Dairy, GF optional, Contains low- medium chemicals (Amines, glutamate, Salicyales) per serve
This simple quiche, can also be made crustless or with gluten free pastry if you wish.
1 tablespoon suitable oil
1 bunch of Asparagus (S) , ends trimmed, thinly sliced diagonally
1/2 cup (70g) fresh or frozen peas (G)
3 eggs, lightly whisked
1/2 cup (125ml) thin cream (standard or lactose free)
1/2 cup (125ml) milk (standard or lactose free)
1/2 cup grated GRUYERE cheese (classified as a low to medium amine cheese by Dr Richard Coleman (R), but does contain some naturally occurring glutamate MSG)
Line dish with puff pastry standard or gluten free or home made Shortcrust Pastry
Alternatively bake it as a crustless quiche
To make the filling, heat the oil in a large frying pan over medium heat. Add the leek and cook, stirring, for 2-3 minutes or until leek softens. Add the asparagus and cook for a further 1 minute or until tender. Remove from heat. Add the peas and stir to combine.Whisk the eggs, cream, and milk together in a large jug.
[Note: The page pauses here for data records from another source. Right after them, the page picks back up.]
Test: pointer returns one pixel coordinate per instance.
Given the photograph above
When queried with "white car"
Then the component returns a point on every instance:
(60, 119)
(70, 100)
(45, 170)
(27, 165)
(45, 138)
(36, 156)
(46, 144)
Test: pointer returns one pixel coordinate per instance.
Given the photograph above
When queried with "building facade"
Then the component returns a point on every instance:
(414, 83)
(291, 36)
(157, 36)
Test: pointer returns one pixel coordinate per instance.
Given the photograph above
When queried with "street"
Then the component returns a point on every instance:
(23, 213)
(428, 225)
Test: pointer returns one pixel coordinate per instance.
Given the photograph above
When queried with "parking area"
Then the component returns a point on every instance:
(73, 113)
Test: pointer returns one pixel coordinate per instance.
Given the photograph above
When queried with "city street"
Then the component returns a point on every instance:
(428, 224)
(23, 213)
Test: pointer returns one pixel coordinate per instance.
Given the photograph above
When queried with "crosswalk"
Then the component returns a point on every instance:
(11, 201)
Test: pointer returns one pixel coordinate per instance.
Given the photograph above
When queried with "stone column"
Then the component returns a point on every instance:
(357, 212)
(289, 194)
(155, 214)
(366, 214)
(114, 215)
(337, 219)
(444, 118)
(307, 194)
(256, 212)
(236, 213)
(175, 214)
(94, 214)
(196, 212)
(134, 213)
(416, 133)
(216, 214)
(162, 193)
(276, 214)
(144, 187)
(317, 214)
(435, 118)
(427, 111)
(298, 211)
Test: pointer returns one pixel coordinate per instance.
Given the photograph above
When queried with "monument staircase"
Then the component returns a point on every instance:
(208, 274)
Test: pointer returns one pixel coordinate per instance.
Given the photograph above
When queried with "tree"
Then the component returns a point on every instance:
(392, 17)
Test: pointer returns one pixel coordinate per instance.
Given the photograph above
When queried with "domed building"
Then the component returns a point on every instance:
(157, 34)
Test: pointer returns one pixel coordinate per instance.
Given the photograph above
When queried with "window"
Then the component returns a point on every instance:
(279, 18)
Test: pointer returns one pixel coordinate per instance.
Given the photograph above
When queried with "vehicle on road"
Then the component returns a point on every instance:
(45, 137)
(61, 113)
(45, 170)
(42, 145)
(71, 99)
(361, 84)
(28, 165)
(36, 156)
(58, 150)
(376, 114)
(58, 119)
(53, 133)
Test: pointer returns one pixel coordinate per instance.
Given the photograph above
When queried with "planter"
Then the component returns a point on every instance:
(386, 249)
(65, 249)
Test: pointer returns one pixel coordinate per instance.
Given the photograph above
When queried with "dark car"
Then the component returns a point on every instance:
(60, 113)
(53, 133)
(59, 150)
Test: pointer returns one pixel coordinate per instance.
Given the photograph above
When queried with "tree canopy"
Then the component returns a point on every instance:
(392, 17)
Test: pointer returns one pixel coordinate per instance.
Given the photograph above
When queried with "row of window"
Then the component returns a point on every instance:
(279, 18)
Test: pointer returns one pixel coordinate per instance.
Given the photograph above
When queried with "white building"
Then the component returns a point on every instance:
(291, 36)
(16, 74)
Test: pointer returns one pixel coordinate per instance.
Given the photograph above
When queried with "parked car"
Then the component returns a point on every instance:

Arrange the leek mixture and cheese in the pastry case. Pour over the egg mixture. Bake in oven for 30 minutes or until filling is just set. Serve warm or at room temperature with mixed salad leaves, if desired.
Healthy Eating Tip:– while very nice with shortcrust pastry, actually my preferred choice, this recipe is considerably lower in calories (and carbs!) when made with puff pastry.